By filtering and purifying water at the point of use (POU), verifiable advantages are achieved, including the following:
- Cost savings
- Ease of use
- Strong environmental benefits when compared to a traditional bottled water cooler
Most RO systems are effective at removing some of the worst water contaminants, such as arsenic, lead, pesticides and cysts. While the semipermeable membrane serves as an excellent barrier, the pore size may grow and membranes become fouled with time as contaminants are continually pressed against it. According to the Food & Drug Administration, “It has been reported that bacteria can ‘grow’ through membranes.”1
In addition, other points of possible contamination following RO filtration continue all the way to the faucet. This is why end users need a solution at this location for a final barrier.
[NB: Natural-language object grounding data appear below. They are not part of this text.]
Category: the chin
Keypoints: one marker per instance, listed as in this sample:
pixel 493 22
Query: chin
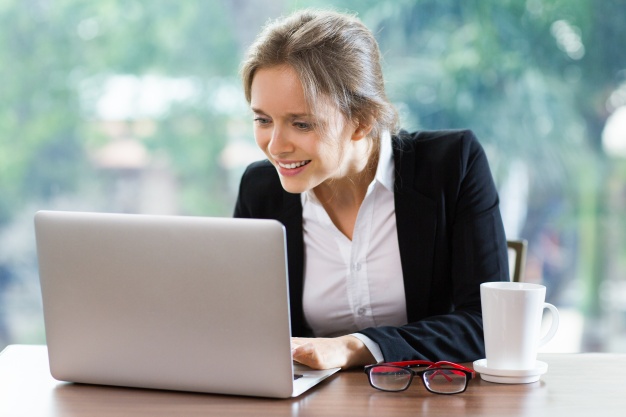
pixel 292 186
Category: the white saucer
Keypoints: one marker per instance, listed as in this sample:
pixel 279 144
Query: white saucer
pixel 510 376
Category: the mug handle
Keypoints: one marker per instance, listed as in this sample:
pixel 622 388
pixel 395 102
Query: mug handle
pixel 553 327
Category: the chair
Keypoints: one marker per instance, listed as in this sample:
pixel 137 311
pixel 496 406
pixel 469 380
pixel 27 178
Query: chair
pixel 517 258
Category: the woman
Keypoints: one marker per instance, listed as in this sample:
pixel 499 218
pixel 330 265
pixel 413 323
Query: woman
pixel 389 234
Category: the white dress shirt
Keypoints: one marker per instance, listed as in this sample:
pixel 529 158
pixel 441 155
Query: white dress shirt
pixel 353 284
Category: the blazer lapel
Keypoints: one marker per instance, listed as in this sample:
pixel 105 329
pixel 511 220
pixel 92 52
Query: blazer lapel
pixel 416 224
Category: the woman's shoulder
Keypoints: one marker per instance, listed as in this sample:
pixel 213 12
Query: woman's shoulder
pixel 435 138
pixel 436 145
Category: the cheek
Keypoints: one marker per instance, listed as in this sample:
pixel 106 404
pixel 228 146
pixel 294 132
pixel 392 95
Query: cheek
pixel 262 138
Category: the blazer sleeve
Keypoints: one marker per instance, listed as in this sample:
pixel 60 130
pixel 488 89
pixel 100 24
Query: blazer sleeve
pixel 468 248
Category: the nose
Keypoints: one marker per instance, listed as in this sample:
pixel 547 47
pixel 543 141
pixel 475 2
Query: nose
pixel 280 143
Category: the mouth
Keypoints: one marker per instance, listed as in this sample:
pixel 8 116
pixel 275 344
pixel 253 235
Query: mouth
pixel 293 165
Recent technology provides a solution for the final barrier right at the point of dispense. This technology is 99.9999 percent effective against microbes 100 percent of the time, according to independent laboratory tests. It treats water with ultraviolet (UV) purification milliseconds before it exits the tap into a container and stops back contamination from outside the tap. While UV systems are not new, recent breakthroughs have allowed the UV treatment to be positioned directly at the faucet, and the system provides such an intense UV dose that the system is certified to American National Standards Institute (ANSI)/NSF 55a for UV treatment systems and ANSI/NSF P231 for microbiological purification. The benefit of such an intense UV at the faucet is not only the water purification but its ability to sanitize the faucet.
Tap water or traditional water fountains may contain contaminants including pathogens such as pseudomonas, Legionella, streptococcus and E. coli. Point of dispense UV technology can guarantee that water is free from microorganisms (bacteria, viruses and fungi), contaminants and chlorine. If a sudden outbreak of bacteria or viruses in the local water supply occurs, this technology will eliminate the contaminant. If the faucet becomes contaminated by the end user (for example, from dirty hands, which probably cause the most outside contamination), UV technology also purifies the nozzle to 99.9999 percent.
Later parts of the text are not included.